Once you are happy with the dataset, you then convert it to polyline coco style os a list of annotations. letsgo.py:


import json
import os
from PIL import Image
import pickle
path = os.getcwd()

# We mostly care about the x and y coordinates of each region

anno_file = "annotations.json"
image_path = "Path_to_images/"

def annotations_file(jsonfile):
    complete_annotations = []
    
    annotations = json.load(open(path+ jsonfile))
    annotations = list(annotations.values())[1]
    
    image_id  = list(range(1,len(annotations)+1))
    
    file_name = [annotations[k]['filename'] for k in annotations]
    
    annotations = [annotations[k] for k in annotations if annotations[k]['regions']]
    annotations = [annotations[k]['regions'] for k in range(len(annotations))]
    
    for k in range(len(annotations)):
        dict_hold = {"file_name":file_name[k],
                     "size": Image.open(image_path + file_name[k]).size,
                     "image_id":image_id[k],
                     "annotations":annotations[k]}
        complete_annotations.append(dict_hold)
    return complete_annotations

annotations = annotations_file(anno_file)

##save annotations as a pickle file
with open( "dorm_annotations.pickle" , 'wb') as file:
    pickle.dump(annotations,file, protocol=pickle.HIGHEST_PROTOCOL)
    file.close()

Eventually I run the model on a video stream that will allow live segmentation. Now lets go straight into it.

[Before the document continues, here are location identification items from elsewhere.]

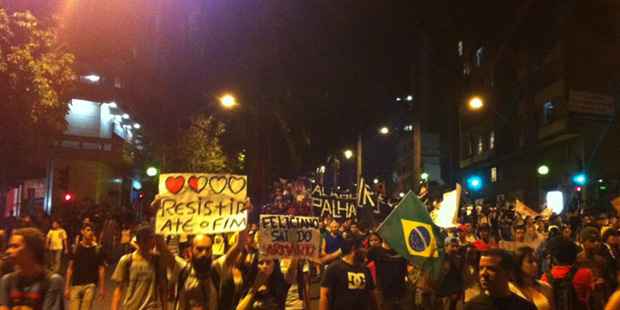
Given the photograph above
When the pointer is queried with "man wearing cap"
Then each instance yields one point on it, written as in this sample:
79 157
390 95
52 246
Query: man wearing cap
589 258
484 242
451 285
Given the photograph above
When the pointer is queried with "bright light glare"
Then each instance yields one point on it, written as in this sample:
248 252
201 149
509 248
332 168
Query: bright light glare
348 154
92 78
228 101
555 201
476 103
151 171
543 170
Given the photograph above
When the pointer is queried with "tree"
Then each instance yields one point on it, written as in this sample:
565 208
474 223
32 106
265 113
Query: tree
199 148
36 76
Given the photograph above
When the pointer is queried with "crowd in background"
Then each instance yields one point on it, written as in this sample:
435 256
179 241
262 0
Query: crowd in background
495 258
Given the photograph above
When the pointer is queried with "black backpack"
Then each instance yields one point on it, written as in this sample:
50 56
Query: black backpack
564 294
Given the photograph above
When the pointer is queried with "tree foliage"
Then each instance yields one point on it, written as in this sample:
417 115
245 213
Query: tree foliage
36 76
199 148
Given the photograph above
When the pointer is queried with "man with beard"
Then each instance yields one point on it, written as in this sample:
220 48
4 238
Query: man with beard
347 283
195 286
495 271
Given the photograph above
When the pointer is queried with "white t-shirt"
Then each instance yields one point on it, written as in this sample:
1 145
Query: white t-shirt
56 238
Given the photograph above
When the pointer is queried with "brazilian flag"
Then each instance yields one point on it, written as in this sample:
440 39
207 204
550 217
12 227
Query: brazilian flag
410 231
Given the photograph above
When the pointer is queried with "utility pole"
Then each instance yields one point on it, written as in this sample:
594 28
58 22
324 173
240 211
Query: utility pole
417 153
359 158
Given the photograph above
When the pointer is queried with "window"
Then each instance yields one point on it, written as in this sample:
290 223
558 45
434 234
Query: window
479 56
466 69
548 111
493 174
117 82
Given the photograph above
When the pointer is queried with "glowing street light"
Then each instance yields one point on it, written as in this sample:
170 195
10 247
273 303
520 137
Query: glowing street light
424 176
543 170
151 171
348 154
93 78
475 103
228 101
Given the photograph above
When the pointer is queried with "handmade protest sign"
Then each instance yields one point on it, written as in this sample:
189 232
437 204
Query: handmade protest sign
201 203
334 204
289 236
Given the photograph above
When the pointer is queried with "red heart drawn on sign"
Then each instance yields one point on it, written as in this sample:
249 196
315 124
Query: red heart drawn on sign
197 184
175 184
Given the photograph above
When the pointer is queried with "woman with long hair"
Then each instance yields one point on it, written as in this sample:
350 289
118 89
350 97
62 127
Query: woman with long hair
525 283
270 287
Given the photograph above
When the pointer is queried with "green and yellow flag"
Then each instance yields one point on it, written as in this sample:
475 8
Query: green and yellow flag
410 231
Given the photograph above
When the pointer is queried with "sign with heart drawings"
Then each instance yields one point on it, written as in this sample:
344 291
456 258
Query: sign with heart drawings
201 203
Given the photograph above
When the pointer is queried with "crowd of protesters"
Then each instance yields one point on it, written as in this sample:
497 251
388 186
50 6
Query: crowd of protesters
495 259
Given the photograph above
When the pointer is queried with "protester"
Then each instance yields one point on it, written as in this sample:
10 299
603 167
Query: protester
85 272
525 283
56 242
141 275
564 272
195 281
451 285
31 286
270 287
347 284
496 267
391 270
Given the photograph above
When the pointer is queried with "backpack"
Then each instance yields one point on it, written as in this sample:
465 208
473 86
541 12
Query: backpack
564 294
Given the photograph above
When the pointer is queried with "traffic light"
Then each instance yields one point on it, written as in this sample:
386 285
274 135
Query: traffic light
63 179
580 179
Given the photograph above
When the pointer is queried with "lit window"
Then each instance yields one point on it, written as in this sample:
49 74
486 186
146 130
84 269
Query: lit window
118 83
466 69
548 109
479 56
91 78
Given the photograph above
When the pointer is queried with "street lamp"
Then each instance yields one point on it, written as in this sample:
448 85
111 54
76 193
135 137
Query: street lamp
424 176
475 103
151 171
348 154
543 170
228 101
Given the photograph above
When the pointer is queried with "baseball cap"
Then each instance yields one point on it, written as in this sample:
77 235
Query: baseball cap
589 233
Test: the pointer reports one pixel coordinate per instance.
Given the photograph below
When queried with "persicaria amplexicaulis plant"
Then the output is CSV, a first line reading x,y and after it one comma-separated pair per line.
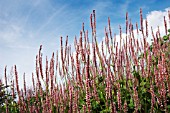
x,y
120,75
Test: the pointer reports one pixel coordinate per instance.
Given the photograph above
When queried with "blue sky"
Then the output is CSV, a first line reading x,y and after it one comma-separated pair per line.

import important, pytorch and detectron libs

import torch, torchvision
print(torch.__version__,torch.cuda.is_available())
device = torch.device("cuda") 

import detectron2
from detectron2.utils.logger import setup_logger
setup_logger()
import numpy as np
import cv2
import pickle
import random
from PIL import Image
import pandas as pd
from matplotlib import pyplot as plt
import numpy as np
import pandas as pd

from tqdm import tqdm
import deepdish as dd
import pycocotools as pycoco
import warnings
import os
warnings.filterwarnings("ignore")

from detectron2 import model_zoo
from detectron2.engine import DefaultPredictor
from detectron2.config import get_cfg
from detectron2.utils.visualizer import Visualizer
from detectron2.data import MetadataCatalog
from detectron2.data import DatasetCatalog, MetadataCatalog
from detectron2.structures import BoxMode
from skimage import measure
torch.cuda.empty_cache()

### Register your dataset to detectron2

first need to register a dataset in the coco formart to work with predefined data loaders

 def get_annos():
    with open('dorm_annotations_3.pickle', 'rb') as f:
        annotations = pickle.load(f)
        
    from sklearn.model_selection import train_test_split as tts
    train_annotations,test_annotations = tts(annotations,test_size = 0.3, random_state = 75, shuffle = True)
    data = {'train':train_annotations,'val':test_annotations}
    return data

def category_id(classname):
    if classname =='door':
        return 0
    elif classname =='opening':
        return 1
    elif classname =='person':
        return 2
    else:
        return 3

def create_dataset(annotation):
    dataset_dicts = []
    image_path = os.getcwd().replace("src",'images') + '/'
    for im in range(len(annotation)):
        dict1 = {}
        
        dict1["file_name"] = image_path+annotation[im]["file_name"]
        height, width = cv2.imread(dict1["file_name"]).shape[:2]
        dict1["height"] = height
        dict1["width"] = width
        dict1["image_id"] = (im+1)
        
        objs = []
        for anno in annotation[im]['annotations']:
            #assert not anno["region_attributes"]
            try:
                cat =  category_id(anno['region_attributes']['region'])
                anno = anno["shape_attributes"]
                px = anno["all_points_x"]
                py = anno["all_points_y"]
                poly = [(x+0.5, y+0.5) for x,y in zip(px,py)]
                poly = [p for x in poly for p in x]

                obj = {
                    "bbox":[np.min(px), np.min(py), np.max(px), np.max(py)],
                    "bbox_mode":BoxMode.XYXY_ABS,
                    "segmentation": [poly],
                    "category_id":cat,
                    "iscrowd":0,
                    }
                objs.append(obj)
            except Exception as e:
                print("image  "+  dict1["file_name"] + ": ", e)
            
        dict1["annotations"] = objs
        
        dataset_dicts.append(dict1)
    return dataset_dicts


def register_dset():
    DatasetCatalog.clear()
    for d_set in data:
        DatasetCatalog.register("doornet_%s"%d_set, lambda d_set=d_set: create_dataset(data[d_set]))
        MetadataCatalog.get("doornet_%s"%d_set).set(thing_classes = ["door",'opening', 'person','chair'])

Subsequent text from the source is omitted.